The prodigal returns after too long a break. The last two weeks I have spent with my nephew Christopher, who was visiting this sceptred isle from his current home, the (former) Benedictine mission at Kalumburu, in the remote, vast and priest-starved diocese of Broome in north Western Australia (for which he has been accepted as a seminarian). Apart from visits to London, Lincoln and Bury St Edmunds, we went to Leuven, Cologne and Rome. It was a great privilege to be able to celebrate Mass with him at the cathedral in Cologne, as well as St Paul’s outside the Walls and St Peter’s in Rome.
And it is the Mass that has my attention at the moment. Tomorrow I am off to Folkestone to talk to the deanery about the revised Missal. At Pentecost the Missal began to be used in Australia, liturgically a rather liberal region. The militant National Council of Priests in particular has been scathing about the Missal. So loins were girded to read the responses as they came to light.
Lo and behold, the feedback seems to be positive. The Missal works. In the national newspaper The Australian an article records the reactions of a newly ordained 24-year old priest in Sydney and a 82-year old priest in Brisbane ordained in 1955, and still a parish priest. Both of them find in the revised Missal a stronger sense of the sacred and an enhanced emphasis on divine worship. The National Council of Priests is still unhappy, seemingly because no one asked them to help prepare the new Missal.
Even more startling, and indeed heart-warming, was a piece by a Missionary of the Sacred Heart, 47 years a priest and currently serving the Church as parish priest on remote Thursday Island, off the northern coast of Queensland, Australia. He is no acerbic conservative. For Fr Laurie Bissett MSC, the new Missal was something he approached with trepidation, especially in light of all the doom-saying. Instead he has found in the revised Missal the reward for all his years labouring in the Lord’s vineyard, often discouraged and stressed. But now he can say: “at last I am reborn“!
Please do read the article. It is not an academic piece but a sharing from the heart of his joyful experience using the new Missal in his remote community. His reactions are all what some of us have predicted: the Missal has liberated him from the feeling that he is star of the show, from having,
to be spontaneous, inventive, smart, funny, daring and all the time dreading I would not be loved, understood, admired and thought of as innovative and creative… the effort nearly killed me.

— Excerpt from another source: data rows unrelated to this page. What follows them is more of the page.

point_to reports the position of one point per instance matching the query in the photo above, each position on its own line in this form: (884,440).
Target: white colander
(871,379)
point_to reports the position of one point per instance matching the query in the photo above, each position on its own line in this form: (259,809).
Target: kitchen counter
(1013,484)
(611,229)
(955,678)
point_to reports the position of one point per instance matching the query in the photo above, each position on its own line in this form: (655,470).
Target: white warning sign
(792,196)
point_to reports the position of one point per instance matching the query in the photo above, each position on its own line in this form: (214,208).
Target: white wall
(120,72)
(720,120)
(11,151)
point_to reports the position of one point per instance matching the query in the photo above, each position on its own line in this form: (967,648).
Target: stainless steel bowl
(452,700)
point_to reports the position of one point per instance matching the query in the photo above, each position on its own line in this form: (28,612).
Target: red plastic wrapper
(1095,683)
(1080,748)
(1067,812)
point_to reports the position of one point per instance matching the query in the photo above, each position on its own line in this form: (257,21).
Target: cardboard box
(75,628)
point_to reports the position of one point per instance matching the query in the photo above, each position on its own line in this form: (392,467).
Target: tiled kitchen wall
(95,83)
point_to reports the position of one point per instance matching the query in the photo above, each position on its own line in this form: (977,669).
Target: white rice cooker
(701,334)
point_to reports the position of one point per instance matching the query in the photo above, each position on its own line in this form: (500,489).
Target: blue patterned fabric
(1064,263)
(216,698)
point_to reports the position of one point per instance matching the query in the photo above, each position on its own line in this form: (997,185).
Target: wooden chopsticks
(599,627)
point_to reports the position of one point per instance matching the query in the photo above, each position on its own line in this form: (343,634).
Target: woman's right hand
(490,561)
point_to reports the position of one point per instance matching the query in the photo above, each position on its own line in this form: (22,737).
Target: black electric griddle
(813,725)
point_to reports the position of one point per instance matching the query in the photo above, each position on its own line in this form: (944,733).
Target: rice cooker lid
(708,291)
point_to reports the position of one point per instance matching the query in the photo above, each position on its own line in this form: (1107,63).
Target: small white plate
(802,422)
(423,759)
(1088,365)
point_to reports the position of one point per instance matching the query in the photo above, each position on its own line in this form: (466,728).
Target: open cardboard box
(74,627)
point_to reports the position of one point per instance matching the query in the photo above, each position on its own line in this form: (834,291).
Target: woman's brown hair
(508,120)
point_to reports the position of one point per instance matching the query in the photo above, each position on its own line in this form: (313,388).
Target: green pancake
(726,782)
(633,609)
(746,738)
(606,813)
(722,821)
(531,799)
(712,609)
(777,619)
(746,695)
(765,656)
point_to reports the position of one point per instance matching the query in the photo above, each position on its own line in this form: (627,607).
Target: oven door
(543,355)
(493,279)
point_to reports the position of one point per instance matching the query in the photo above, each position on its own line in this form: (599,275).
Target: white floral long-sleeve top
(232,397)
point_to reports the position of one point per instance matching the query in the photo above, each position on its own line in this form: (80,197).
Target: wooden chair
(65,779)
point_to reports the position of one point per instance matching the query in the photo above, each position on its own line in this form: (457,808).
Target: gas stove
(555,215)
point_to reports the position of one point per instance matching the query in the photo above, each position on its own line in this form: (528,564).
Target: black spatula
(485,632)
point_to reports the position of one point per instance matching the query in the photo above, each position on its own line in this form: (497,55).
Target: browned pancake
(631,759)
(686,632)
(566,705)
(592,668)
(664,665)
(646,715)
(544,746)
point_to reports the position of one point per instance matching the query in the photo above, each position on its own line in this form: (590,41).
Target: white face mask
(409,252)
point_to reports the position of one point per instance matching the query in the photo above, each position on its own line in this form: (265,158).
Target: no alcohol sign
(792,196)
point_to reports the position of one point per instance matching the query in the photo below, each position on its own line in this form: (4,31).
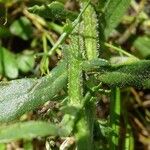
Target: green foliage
(142,44)
(134,74)
(20,96)
(10,64)
(66,97)
(28,130)
(22,28)
(112,12)
(53,11)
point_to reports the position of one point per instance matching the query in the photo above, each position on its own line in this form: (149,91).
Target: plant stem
(66,33)
(119,50)
(115,118)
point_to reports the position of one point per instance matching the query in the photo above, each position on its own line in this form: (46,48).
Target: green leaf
(142,45)
(4,32)
(25,61)
(28,130)
(113,11)
(10,67)
(20,96)
(135,74)
(22,28)
(53,11)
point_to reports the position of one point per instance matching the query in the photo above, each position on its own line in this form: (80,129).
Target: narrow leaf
(134,74)
(28,130)
(53,11)
(20,96)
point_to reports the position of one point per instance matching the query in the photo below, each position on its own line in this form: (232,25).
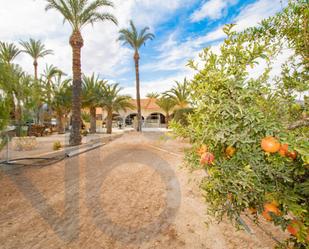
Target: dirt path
(129,194)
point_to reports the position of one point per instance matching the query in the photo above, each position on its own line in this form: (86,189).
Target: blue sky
(182,29)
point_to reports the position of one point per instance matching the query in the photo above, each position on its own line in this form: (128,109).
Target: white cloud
(101,52)
(174,55)
(161,85)
(212,9)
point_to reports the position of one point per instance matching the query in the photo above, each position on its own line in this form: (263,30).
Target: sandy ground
(129,194)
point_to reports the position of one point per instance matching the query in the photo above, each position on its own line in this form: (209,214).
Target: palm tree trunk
(138,96)
(60,124)
(109,122)
(76,42)
(93,120)
(35,64)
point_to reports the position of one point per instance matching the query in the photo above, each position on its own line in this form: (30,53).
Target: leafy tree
(36,49)
(112,101)
(79,13)
(90,97)
(167,105)
(233,115)
(180,94)
(135,40)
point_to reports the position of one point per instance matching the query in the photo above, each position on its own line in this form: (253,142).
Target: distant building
(152,115)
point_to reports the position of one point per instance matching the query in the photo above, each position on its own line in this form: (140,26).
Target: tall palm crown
(79,13)
(8,52)
(90,90)
(152,95)
(180,94)
(112,101)
(90,97)
(136,39)
(36,49)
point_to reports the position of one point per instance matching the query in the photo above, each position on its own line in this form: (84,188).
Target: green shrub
(57,145)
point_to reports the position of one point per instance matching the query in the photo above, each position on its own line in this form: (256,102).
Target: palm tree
(167,105)
(112,101)
(179,94)
(62,99)
(36,49)
(90,97)
(8,52)
(79,13)
(50,73)
(136,39)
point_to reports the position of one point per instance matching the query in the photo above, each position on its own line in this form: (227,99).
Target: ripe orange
(270,208)
(270,144)
(207,158)
(252,210)
(230,151)
(293,227)
(292,155)
(203,149)
(283,151)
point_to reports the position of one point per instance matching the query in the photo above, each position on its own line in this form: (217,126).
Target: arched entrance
(155,120)
(116,120)
(130,118)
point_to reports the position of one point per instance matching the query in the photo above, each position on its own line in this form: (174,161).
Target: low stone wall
(24,143)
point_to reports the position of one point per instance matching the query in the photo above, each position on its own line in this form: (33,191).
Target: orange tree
(244,131)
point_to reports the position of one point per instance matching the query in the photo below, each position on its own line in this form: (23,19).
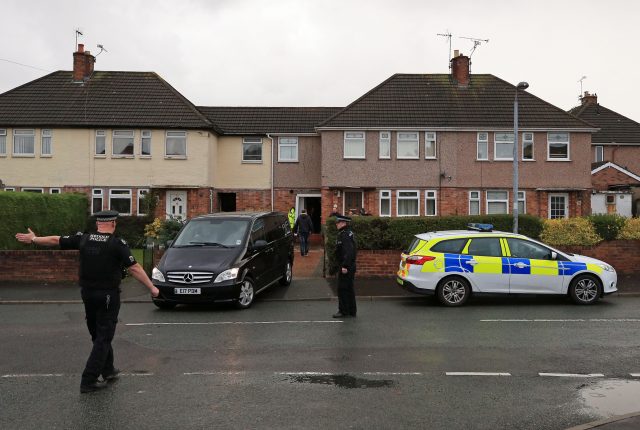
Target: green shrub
(607,226)
(570,231)
(45,214)
(631,229)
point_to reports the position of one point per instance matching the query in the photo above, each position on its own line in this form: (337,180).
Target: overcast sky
(330,52)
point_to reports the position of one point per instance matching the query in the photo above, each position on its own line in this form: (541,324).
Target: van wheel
(287,275)
(454,291)
(247,293)
(584,290)
(164,305)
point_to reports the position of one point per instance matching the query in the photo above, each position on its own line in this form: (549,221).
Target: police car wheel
(247,293)
(453,291)
(584,290)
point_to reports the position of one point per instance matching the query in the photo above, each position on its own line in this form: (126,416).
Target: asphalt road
(525,363)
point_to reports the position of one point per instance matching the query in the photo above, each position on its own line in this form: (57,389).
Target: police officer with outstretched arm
(346,258)
(102,257)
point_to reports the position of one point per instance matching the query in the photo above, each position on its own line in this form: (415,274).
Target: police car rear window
(451,246)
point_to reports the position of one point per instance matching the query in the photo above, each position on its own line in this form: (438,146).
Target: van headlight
(157,275)
(227,275)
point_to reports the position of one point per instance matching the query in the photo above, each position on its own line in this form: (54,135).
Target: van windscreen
(219,232)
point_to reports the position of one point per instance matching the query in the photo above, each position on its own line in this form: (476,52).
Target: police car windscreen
(213,232)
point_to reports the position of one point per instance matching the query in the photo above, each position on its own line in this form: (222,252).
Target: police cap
(105,216)
(342,218)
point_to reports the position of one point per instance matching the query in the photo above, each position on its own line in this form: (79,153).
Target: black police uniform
(346,257)
(102,257)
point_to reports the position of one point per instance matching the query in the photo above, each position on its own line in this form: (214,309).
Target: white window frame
(522,198)
(384,195)
(431,196)
(501,141)
(403,142)
(475,198)
(3,142)
(97,193)
(430,138)
(175,134)
(252,141)
(398,198)
(355,138)
(531,141)
(141,193)
(599,156)
(117,135)
(482,138)
(288,142)
(100,134)
(567,143)
(145,135)
(24,132)
(505,201)
(46,139)
(384,150)
(126,193)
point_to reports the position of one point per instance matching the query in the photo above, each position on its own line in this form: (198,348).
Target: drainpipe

All the fears that had been whipped up about the Missal he has found unwarranted. But even more, it is not a case of the Missal being only “not bad”; instead,
I feel my spirit soar and I hear the congregation answering with fervour and gusto. THEY like it (I have 5 Church Communities of mixed Aussie, Aboriginal, Torres Strait, Filipino, Chinese, English, Irish, Polish).
He realised that for years his celebration of Mass had become a matter of rote recitation, not engaging his heart:
It lacked something. And now I know what it is; the Masses lacked God, reverence, awe, beauty, mystery, and humility. At last I feel humble as I pray. At last it is not about me but about God. At last I am praying the Mass not ‘saying’ it; at last I have been reborn!!
Fr Laurie Bissett MSC is an inspiring man. He has not let years of sometimes (seemingly!) routine pastoral labour close his mind or his spirit. Instead he has been renewed in his ministry by the new Missal. His experience reminds us that the Holy Spirit always works within the Church, never against it. May the Lord continue to bless Fr Bissett and his people.
Fr Bissett has me excited. The revised Missal – bring it on!
P.S. Soon there will be a series of posts here about aspects of the revised Missal as an aid to our preparation for its implementation. Hopefully the series will complement and not duplicate the excellent work of others.